- Directed by: Adrian Weiss
- Screenplay by: Edward D. Wood, Jr.
- Story by: Adrian Weiss
- Produced by: Adrian Weiss
- Starring: Lance Fuller; Charlotte Austin; Johnny Roth; William Justine; Jeanne Gerson;
- Cinematography: Roland Price
- Edited by: George Merrick
- Music by: Les Baxter
- Production company: An Adrian Weiss Production
- Distributed by: Allied Artists Pictures Corporation
- Release date: 29 January 1958 (San Diego);
- Running time: 78 minutes
- Country: United States
- Language: English

= The Bride and the Beast =

1958 film

The Bride and the Beast is a 1958 American horror film produced and directed by Adrian Weiss. The film's screenplay was written by Ed Wood, based on a story by Weiss. Wood's original working title was Queen of the Gorillas.

==Plot==
Dan Fuller, a big game hunter, is forced to kill his pet gorilla when it attempts to rape his new bride Laura. The woman starts to experience strange urgings following the encounter, and submits to hypnosis under the care of a psychiatrist. She reveals to her shocked husband that she was actually a gorilla in a previous life. Slowly she reverts to her former bestial self, and winds up eloping into the jungle with a male ape, with her cuckolded husband staring helplessly after them.

==Cast==
- Charlotte Austin as Laura
- Lance Fuller as Dan
- Johnny Roth as Taro and the Beast
- William Justine as Dr. Reiner
- Jeanne Gerson as Marka
- Gil Frye as Capt. Cameron
- Slick Slavin as Soldier
- Bhogwan Singh as Native
- Jean Ann Lewis as Stewardess

==Production==
Ed Wood was inspired by the real-life Bridey Murphy story currently in the headlines, and worked stock jungle animal footage from a Sabu movie into the storyline.

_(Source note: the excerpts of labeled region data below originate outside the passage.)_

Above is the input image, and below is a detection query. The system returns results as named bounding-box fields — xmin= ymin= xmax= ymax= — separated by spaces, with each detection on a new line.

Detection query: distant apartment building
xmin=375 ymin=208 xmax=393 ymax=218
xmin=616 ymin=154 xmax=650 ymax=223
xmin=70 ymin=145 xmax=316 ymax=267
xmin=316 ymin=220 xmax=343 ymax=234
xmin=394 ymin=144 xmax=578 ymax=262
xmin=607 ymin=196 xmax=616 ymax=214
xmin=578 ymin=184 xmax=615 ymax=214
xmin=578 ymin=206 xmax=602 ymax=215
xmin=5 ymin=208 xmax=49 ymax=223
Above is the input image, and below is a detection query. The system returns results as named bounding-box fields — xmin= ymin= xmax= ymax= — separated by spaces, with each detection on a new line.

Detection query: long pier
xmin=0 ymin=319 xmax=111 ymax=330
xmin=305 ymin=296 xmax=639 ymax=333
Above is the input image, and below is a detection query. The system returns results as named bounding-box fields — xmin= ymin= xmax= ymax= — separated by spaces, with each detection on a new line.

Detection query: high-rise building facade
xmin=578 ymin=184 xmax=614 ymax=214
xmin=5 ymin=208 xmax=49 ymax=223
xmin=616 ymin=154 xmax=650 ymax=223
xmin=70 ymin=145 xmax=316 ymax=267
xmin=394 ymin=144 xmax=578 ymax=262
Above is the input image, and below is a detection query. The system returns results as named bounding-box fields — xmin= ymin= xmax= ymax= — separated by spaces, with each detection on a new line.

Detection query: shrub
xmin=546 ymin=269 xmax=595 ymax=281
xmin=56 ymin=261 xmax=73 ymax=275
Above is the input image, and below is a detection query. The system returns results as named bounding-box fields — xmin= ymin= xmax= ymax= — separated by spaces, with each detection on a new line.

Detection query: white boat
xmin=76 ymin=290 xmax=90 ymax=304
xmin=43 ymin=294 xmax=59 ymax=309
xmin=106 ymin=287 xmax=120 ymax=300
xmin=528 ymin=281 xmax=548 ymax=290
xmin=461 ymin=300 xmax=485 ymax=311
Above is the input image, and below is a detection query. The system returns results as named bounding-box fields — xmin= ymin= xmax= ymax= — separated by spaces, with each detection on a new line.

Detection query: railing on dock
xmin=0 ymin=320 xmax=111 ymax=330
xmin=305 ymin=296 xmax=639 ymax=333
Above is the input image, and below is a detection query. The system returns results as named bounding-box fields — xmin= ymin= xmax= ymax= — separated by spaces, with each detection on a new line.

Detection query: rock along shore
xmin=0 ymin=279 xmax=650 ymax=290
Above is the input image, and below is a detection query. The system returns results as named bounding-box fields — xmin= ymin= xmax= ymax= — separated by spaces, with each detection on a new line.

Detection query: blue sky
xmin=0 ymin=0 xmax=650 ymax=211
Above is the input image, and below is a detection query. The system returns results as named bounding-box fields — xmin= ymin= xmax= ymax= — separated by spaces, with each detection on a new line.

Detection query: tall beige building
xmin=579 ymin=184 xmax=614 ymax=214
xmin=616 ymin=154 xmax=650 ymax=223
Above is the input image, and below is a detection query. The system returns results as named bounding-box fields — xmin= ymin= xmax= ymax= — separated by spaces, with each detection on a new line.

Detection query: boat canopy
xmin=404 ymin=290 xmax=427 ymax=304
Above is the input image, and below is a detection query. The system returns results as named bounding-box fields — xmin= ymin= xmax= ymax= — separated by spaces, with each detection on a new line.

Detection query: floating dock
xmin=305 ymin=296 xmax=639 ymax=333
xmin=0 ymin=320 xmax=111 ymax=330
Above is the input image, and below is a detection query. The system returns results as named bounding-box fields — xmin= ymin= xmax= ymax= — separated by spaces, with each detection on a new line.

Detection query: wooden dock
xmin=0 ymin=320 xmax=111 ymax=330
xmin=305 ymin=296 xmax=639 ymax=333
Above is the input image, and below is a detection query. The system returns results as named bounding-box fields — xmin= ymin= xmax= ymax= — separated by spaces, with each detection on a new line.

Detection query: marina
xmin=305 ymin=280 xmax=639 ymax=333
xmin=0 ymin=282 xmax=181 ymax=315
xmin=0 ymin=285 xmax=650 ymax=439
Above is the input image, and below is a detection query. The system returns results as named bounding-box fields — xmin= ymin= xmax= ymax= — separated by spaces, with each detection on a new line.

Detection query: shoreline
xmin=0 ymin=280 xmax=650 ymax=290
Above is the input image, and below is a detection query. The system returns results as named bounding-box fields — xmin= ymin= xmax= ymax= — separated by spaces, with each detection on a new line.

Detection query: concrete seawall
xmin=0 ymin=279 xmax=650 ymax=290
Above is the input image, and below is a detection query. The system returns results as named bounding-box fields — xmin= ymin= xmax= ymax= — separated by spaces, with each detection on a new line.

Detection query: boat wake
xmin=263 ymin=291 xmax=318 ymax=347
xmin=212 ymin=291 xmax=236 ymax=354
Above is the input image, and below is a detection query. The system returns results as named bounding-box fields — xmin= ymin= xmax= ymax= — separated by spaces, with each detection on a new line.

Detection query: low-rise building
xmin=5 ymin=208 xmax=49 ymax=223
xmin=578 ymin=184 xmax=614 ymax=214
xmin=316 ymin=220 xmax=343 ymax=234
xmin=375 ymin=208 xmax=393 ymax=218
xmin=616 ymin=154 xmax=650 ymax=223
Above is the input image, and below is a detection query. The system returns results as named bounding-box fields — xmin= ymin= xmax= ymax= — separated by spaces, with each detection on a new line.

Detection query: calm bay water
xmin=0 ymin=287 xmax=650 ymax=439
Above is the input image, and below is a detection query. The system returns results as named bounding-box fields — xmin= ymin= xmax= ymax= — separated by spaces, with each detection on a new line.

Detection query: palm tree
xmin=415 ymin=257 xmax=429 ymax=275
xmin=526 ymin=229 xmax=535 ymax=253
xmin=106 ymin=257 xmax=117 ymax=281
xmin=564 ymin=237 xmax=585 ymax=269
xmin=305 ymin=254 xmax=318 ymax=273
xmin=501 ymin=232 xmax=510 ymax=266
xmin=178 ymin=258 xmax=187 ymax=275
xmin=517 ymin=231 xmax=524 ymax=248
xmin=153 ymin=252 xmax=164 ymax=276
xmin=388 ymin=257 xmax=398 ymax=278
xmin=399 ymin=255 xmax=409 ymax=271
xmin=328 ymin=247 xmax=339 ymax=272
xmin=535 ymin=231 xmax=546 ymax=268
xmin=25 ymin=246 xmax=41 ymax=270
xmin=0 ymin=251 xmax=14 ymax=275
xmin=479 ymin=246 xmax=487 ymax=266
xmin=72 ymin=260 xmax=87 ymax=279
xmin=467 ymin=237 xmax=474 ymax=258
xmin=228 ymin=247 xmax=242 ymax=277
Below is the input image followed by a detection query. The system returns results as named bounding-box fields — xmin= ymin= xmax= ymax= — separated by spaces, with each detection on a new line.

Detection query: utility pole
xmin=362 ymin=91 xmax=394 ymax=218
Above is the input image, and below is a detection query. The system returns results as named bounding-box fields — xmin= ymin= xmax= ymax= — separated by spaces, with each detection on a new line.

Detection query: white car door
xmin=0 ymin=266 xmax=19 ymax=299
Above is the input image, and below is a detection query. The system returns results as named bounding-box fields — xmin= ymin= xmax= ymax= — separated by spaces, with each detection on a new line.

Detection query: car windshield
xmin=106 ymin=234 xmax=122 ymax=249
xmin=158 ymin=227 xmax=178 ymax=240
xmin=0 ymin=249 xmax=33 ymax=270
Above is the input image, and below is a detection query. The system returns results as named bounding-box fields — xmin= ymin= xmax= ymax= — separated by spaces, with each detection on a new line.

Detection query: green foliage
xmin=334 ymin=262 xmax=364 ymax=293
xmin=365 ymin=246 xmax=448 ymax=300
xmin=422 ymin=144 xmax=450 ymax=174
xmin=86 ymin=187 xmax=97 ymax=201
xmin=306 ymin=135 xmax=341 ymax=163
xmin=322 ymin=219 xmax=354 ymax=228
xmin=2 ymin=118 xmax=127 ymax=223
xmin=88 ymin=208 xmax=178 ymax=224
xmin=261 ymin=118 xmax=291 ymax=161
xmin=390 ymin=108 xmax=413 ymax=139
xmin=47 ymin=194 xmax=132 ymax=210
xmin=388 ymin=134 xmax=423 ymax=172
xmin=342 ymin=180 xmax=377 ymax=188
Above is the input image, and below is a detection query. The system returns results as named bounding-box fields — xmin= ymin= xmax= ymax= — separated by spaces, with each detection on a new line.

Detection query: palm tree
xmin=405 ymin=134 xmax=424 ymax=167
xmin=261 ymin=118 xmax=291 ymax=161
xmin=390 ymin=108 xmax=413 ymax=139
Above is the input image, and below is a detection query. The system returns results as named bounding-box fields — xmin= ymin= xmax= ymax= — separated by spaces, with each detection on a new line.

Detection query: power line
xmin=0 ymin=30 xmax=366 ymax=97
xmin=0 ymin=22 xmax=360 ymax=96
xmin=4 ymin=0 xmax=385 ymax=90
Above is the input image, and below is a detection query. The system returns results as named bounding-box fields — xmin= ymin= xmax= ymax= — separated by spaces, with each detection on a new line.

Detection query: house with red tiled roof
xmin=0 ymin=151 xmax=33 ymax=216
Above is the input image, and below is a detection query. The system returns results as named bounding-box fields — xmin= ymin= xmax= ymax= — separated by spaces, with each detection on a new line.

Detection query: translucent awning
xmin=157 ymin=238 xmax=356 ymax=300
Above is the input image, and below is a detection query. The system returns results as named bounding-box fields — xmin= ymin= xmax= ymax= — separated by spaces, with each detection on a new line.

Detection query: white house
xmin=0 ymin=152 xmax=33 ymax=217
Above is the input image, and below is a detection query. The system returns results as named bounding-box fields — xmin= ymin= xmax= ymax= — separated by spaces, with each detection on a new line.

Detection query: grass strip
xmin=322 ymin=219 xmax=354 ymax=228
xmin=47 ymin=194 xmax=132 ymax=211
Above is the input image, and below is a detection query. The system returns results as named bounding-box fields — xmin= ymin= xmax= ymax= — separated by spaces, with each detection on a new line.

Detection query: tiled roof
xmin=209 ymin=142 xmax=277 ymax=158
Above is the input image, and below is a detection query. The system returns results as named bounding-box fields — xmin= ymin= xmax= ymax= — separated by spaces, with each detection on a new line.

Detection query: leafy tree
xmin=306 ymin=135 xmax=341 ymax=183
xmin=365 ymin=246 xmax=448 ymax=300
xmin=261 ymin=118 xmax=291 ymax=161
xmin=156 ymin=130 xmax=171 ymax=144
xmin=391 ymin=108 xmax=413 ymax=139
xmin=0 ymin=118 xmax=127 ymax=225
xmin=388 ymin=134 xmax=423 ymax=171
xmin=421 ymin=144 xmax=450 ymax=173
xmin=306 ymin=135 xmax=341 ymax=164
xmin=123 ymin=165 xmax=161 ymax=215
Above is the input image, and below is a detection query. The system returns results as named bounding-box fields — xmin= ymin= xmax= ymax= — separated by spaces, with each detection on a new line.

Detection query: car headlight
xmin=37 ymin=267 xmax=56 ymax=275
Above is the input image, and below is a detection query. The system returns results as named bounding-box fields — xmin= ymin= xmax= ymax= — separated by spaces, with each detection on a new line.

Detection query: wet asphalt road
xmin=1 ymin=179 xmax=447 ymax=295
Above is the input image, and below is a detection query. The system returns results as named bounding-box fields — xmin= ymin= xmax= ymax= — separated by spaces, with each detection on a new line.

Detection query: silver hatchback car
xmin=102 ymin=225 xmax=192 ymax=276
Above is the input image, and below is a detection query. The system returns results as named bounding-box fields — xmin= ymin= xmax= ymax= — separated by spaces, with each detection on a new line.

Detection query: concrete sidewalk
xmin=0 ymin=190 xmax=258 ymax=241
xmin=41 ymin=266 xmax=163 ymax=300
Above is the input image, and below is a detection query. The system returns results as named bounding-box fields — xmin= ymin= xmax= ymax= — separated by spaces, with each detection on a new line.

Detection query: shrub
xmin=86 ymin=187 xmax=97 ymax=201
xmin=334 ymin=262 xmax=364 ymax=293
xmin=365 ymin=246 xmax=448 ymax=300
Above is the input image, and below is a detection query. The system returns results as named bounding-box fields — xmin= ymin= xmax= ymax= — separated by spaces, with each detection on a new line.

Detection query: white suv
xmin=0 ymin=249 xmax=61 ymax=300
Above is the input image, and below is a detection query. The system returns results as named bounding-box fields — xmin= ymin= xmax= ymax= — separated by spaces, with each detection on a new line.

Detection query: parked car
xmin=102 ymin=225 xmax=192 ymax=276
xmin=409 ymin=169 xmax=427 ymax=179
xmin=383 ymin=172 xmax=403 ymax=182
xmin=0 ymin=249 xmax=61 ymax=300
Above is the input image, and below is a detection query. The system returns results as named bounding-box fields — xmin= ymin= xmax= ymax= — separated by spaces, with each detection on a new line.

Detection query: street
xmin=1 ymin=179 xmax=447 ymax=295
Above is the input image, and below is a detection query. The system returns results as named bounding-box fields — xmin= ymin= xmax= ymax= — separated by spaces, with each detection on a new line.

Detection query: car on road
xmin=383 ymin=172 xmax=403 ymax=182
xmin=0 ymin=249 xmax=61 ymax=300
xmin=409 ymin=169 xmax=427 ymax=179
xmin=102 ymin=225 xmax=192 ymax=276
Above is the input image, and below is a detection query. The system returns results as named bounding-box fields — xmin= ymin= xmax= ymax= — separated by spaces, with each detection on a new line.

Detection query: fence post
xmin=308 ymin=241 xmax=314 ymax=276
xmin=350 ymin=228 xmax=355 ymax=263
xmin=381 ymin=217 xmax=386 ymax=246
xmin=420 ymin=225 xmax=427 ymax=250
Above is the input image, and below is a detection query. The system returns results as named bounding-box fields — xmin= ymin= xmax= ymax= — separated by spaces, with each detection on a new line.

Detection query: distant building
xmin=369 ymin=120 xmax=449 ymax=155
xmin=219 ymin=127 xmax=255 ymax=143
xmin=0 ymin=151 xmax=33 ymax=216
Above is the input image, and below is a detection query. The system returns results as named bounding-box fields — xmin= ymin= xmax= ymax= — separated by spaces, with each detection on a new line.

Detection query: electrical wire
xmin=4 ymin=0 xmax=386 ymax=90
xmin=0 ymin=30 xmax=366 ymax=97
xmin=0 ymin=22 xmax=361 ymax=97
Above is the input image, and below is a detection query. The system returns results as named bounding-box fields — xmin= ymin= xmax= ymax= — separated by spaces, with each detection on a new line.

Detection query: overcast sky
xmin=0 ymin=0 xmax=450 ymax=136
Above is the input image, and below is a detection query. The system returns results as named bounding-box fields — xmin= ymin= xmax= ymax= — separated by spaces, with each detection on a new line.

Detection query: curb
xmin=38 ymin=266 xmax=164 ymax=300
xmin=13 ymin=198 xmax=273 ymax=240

Mark Thomas McGee said that Weiss told him that he considered the film "a minor classic", while lead actress Charlotte Austin commented on the incredible cheapness, using one of Weiss's relatives to physically turn the wheels of the stationary truck the actors were sitting in, to make it appear the vehicle was moving.

==Release==
The Bride and the Beast opened in San Diego on January 29, 1958.

Variety felt that it "will need lurid advertising to pay off."